The line at the grocery store that says 10 items or less, when it should actually be 10 items or fewer.
It’s safe to say I’m easily annoyed by the small stuff, all that stuff you’re not supposed to sweat at all.
I once stopped dating a guy who never read past the jump in newspaper articles. I think it’s reasonable that people who chew gum loudly should face the death penalty. Those who leave time on a microwave without clearing it? Life in prison.
But recently I got one of those reminders we get periodically in life about what really matters.
My mom was diagnosed with lung cancer last week, and right away that aggravating driver in front of me who didn’t seem to realize that turning right on red is a thing became less important.
It’s advice most of us are given often, and we probably even say it to ourselves.
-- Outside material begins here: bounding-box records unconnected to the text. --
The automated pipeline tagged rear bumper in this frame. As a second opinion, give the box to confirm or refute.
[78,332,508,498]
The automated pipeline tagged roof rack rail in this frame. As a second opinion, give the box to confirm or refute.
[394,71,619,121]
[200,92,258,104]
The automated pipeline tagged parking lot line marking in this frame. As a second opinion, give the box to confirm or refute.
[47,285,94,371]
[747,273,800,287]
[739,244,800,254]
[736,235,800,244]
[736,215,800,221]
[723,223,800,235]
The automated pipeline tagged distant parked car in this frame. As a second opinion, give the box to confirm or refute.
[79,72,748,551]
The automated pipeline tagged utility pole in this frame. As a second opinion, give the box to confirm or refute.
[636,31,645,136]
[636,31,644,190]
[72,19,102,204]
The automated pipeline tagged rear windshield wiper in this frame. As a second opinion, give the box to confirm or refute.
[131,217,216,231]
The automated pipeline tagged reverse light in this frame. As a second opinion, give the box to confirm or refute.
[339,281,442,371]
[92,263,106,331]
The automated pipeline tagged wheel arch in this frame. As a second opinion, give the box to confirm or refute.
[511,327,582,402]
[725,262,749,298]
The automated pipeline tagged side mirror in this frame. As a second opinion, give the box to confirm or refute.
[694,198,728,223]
There are a handful or more cliches to choose from — let the little things go, appreciate the time you’ve got, live every day to the fullest, be grateful for what you have…
They may be trite but they’re true. Yet so often it takes something huge to make us live them.
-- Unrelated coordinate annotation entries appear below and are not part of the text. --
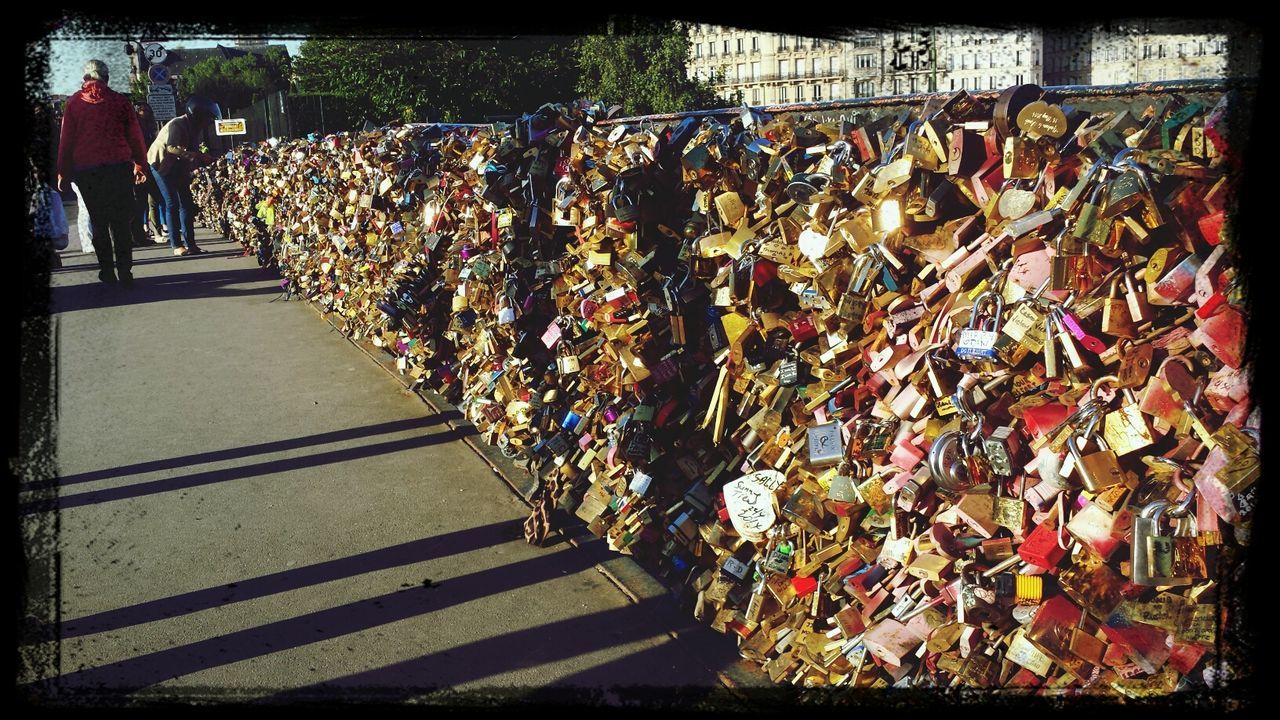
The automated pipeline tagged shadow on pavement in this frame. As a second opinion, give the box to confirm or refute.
[38,541,613,698]
[56,520,524,639]
[18,427,479,515]
[49,268,280,313]
[261,596,736,703]
[18,410,462,492]
[51,245,244,270]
While we’re hopeful about my mom’s prognosis, I could have happily gone on for many more years before being forced to consider her mortality. After all, to me, she is no mere mortal. She’s the single mom who raised my sister and me, who cleaned stranger’s houses when she couldn’t find a teaching job, who taught through example that the one person you have to rely on in life is yourself, so you better learn how to change the oil, put furniture together and pay your bills all on your own. I never did let her convince me to learn to drive stick shift, but I probably should have.
As we head into Thanksgiving I’m particularly thankful for my family this year and will be hugging them all a little bit tighter. And I’d like to try to keep my gratitude and my perspective on matters both big and small — and OK, even the very-minute-but-really-irritating ones — going a little longer. (And just for the record, my own allegedly annoying habits are charming).
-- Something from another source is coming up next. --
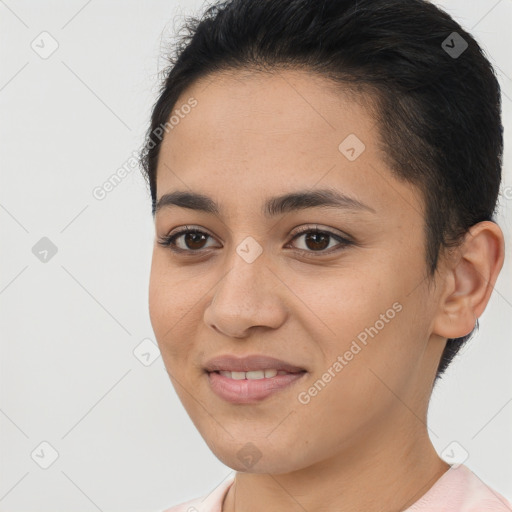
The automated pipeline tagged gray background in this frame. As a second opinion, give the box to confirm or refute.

I don’t know if I can really let all the little things go, so I think I’ll start a bit smaller. Notice it, dislike it, but not let it ruin my mood. After all, I think I can be grateful and thinking of the big picture, but still have enough energy to honk at drivers who go the wrong way down a clearly-marked busy parking lot row and then refuse to move over, forcing me to. I just won’t waste my energy calling them a $?!**?!!%$ anymore. Surely that’s a reasonable compromise? Or for every thing that raises my blood pressure that I really shouldn’t be so bothered by, I’ll make a point to look around and notice something beautiful — Christmas decorations, a fluffy cloud, a fall leaf on the ground that’s the exact same color as a sweet potato.
In honor of my mom, who is so positive that I often have to tell her to stop “Pollyanna-ing” a situation I’m complaining about, I’m going to make an effort to be a fraction as accepting and easygoing as she is. There is no better role model.
So wish me luck.
Just not by texting or calling late at night or early in the morning, or in the busiest part of my workday. That really annoys me.